In 2012, in United States’ Santa Cruz, a company called Predpol Inc devised a software that promised to predict future criminal activities by analysing past criminal records and identifying patterns. This simple idea of “predictively policing” an unsuspecting population aimed to change the face of law and order in the US.

Police departments in major US cities began to use such predictive technology in their efforts to curb crime.

Facial recognition in India

In India too, such artificial intelligence tools are increasingly being put to use. For instance, during his annual press briefing in February, the Delhi police commissioner said that 231 of the 1,818 people arrested for their alleged role in the 2020 Delhi riots had been identified using technological tools.

Of them, 137 suspects had been arrested with the help of facial recognition technologies that scan the faces of people in crowds and map them against existing databases, the officer was reported as saying in The Indian Express.

The Internet Freedom Foundation notes that Indian authorities have installed at least 48 facial recognition systems.

The police department’s use of technology is not just limited to facial recognition. In Delhi, it has also been using tools for predictive policing such as The Crime Mapping, Analytics and Predictive System, a predictive system that analyses data from past and current phone calls to police hotlines to predict the time and nature of criminal activities in hotspots across the city.

This is not without huge risk. Across the world, the effectiveness of artificial intelligence tools is being called into question. These technologies have been known to increase bias, resulting in inaccurate judgements for minorities and lead to further exclusion of marginalised communities.
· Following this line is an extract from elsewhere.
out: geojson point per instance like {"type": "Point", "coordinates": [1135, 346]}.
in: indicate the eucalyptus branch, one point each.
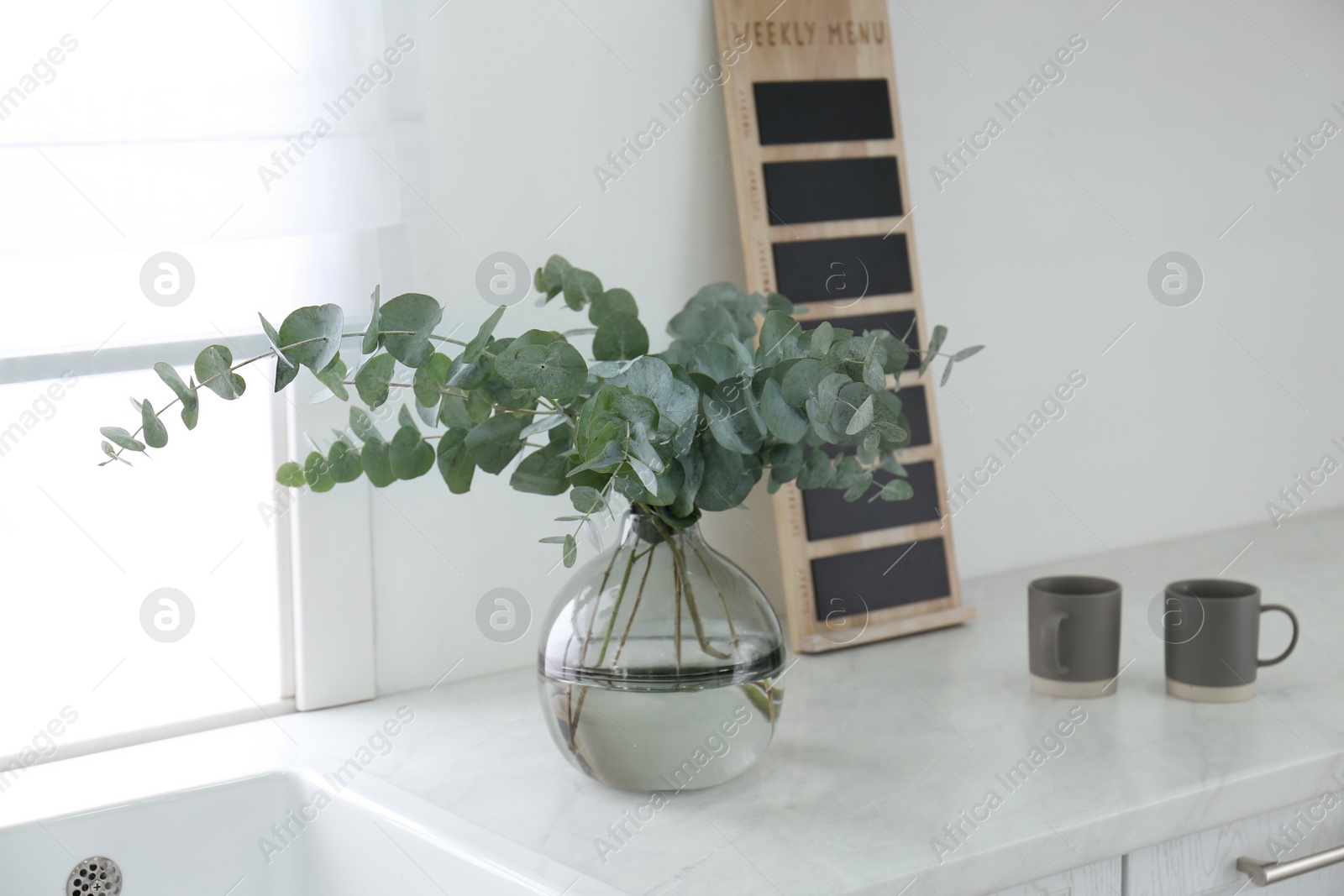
{"type": "Point", "coordinates": [699, 422]}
This is because artificial intelligence systems across the world are built on pre-existing data, which is often biased against certain groups due to the prejudice among the recording authorities or plain inaccuracy.

The Status of Policing in India 2019 report, based on a survey of 11,834 personnel, found the force riddled with biases. Photo credit: Arun Sankar/AFP

For instance, a study published last year by researchers Vidushi Marda and Shivangi Narayan focusing on Delhi’s Crime Mapping, Analytics and Predictive Systems found various sources of bias. These include inaccuracy in data, particularly in the severity of the crime reported, biased representation of certain religious groups and prejudiced recording, especially in the case of crimes occurring in poorer communities.

It is apparent the problem is not just technology – the problem is society. The prevalence of deep-rooted biases makes it harder to expunge the societal prejudices of the designers of these programmes from the data and the technologies they develop.

The historical bias in the data has deeper roots going back to the British-era practice of categorising entire communities as criminal, condemning them from birth. This was done through legislations such as the Criminal Tribes Act 1871, Criminal Tribes Act 1924 and, after Independence, the Habitual Offenders Act 1952.

This primitive form of predictive policing deprived groups listed under the Act of any dignity. They were denied opportunities and marginalised by society and the law by virtue of the crimes that they had not even committed. The remnants of this practice find traces in today’s policing, not in a legal framework but in a socio-mental framework.

The Status of Policing in India 2019 report, based on a survey of 11,834 personnel, found the force riddled with biases. Over half of the police officials interviewed said that they believed that Muslims are more likely to commit crimes. Similar biases were found in the report to exist against Dalits, Adivasis and certain caste communities.

Data bias can be mitigated through audits and analysis that can identify patterns in datasets, point out anomalies in over or under-representation of communities, and take a more collaborative approach to develop such systems. It is the organisational and institutional bias that is dangerous and harder to get rid of.

Biased tech

When London’s Metropolitan police implemented a predictive policing tool that tracked gang members who they believed could perpetrate extreme violence following the London riots of 2011, its system called the Gang Matrix was almost universally criticised.

Recent reports by Amnesty International and the UK data protector, the Information Commissioner’s Office, highlighted serious problems, such as the fact that more than 70% of people flagged by the Gang’s matrix were black.

Similarly, an external analysis of the New York Police Department’s predictive policing tool “Patternizr” tool found that despite a concerted effort to remove caste and gender markers from the historical data used to train the tool, the risk of racial profiling of criminals and racially biased identification loomed large.

But the Indian police establishment treats this complexity in policing systems as a feature rather than a bug, making these systems closed to scrutiny, either internal or external. This in fact makes it harder to evaluate and mitigate the biases and undesired impacts of these systems on communities that tend to be overrepresented in police registers. It is as if the establishment wants to use the predictions of the tools as a means to justify their own prejudices.

In June 2020, Santa Cruz banned Predpol.

While it seems difficult to stop the deployment of such systems, there is still time to rethink their design and the organisational structures in which they are implemented. The poor data systems of the Indian police, historical challenges related to transparency in the processes clubbed with a poor record of treatment of certain communities require greater scrutiny.

Besides, it is important to establish a regulatory body and accountability measures to examine the implementation of these tools. While the case not using predictive policing stands strong, if this technology is used, it should be used with a strong guiding principle – protecting all of the citizens of India.

Gaurav Jain is a Fellow and Raghav Chopra is the Program Manager at the Young Leaders in Tech Policy Fellowship, International Innovation Corps.